The Y Dwarf Population with HST: unlocking the secrets of our coolest neighbours -- III. Near-Infrared Photometry
Clémence Fontanive, Luigi R. Bedin, Mark W. Phillips, Michele Scalco, Loïc Albert, Daniella C. Bardalez Gagliuffi, Beth Biller
TL;DR
This study delivers a homogeneous, high-precision near-infrared photometric dataset for 21 Y dwarfs using HST/WFC3 across F105W, F125W, and F160W, enabling tight colour–magnitude diagrams when combined with new parallaxes. By applying refined PSF-fitting photometry and careful zero-point calibration, the authors trace well-defined Y-dwarf sequences and explore multiple colour–magnitude and colour–colour spaces, including HST–Spitzer and HST–JWST combinations. Comparisons to atmospheric model grids (ATMO, Lacy & Burrows, and Sonora Elf Owl) reveal that no single model reproduces all observed colours; low-metallicity grids often provide the best global fits, but significant degeneracies among metallicity, C/O ratio, vertical mixing, and cloud physics persist. The results underscore the necessity of uniform, precise datasets to constrain the cooling sequence and guide improvements in atmospheric models for the coldest substellar objects, with JWST offering a path to extending these constraints to the coldest regime. Overall, the work establishes empirical baselines that challenge current models and inform the interpretation of similarly cold exoplanet atmospheres.
Abstract
Y dwarfs represent the coldest class of brown dwarfs, with effective temperatures below 500K, and provide unique analogues to cold giant exoplanets. We present a large compilation of uniform near-infrared photometry from the Hubble Space Telescope for 21 Y dwarfs across multiple WFC3/IR filters, including the F105W, F125W and F160W bands. We employed refined PSF-fitting and calibration procedures to reach photometric uncertainties at the 0.02-0.05 mag level for most targets. Combined with precise parallax measurements, our data reveal well-defined Y-dwarf sequences in near-infrared colour-magnitude diagrams, observed with a markedly improved tightness. Known photometric trends emerge with minimal scatter, including the continuous redward progression in F125W-F160W with decreasing temperature, and the blueward trend in F105W-F125W with possible hints of a reversal around 350K. Comparisons to the ATMO, Sonora Elf Owl, and Lacy & Burrows atmospheric models highlight systematic discrepancies, in particular F105W-F125W and F105W-F160W colours predicted to be too red.

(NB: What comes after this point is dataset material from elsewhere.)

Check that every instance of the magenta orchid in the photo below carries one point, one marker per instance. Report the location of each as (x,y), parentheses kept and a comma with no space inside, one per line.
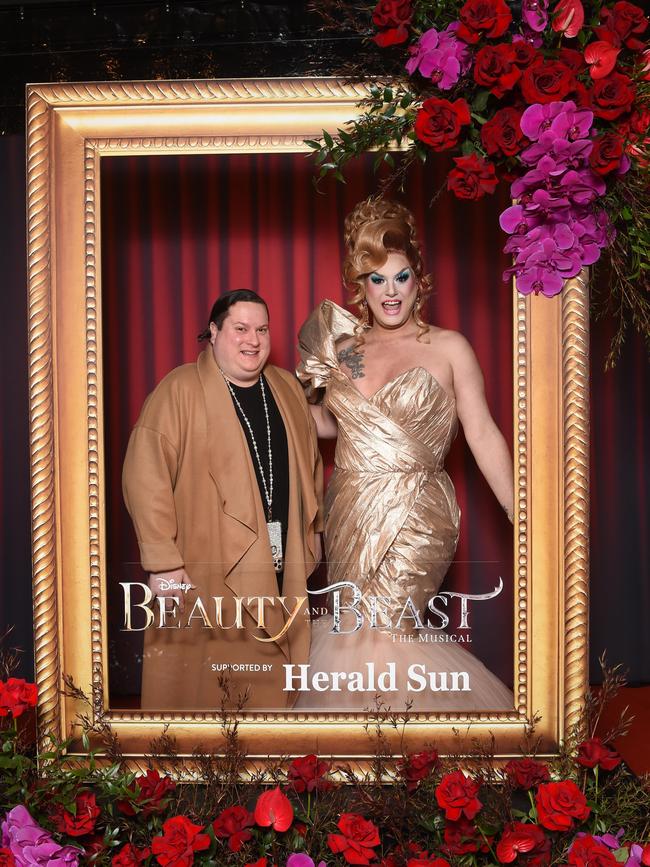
(31,845)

Low-metallicity grids provide the best fits to the global Y-dwarf population, although closer inspection across wavelengths shows that these preferences likely reflect compensating effects in missing or incomplete physics rather than true population-level abundances. While some atmospheric diversity is expected among Y dwarfs, their tight observational sequences and systematic offsets from model predictions reveal that key physical and chemical processes remain inadequately captured in current grids. Our results underscore the importance of high-precision, internally consistent datasets in robustly tracing the Y-dwarf cooling sequence and providing the empirical constraints needed to advance theoretical models at the lowest temperatures.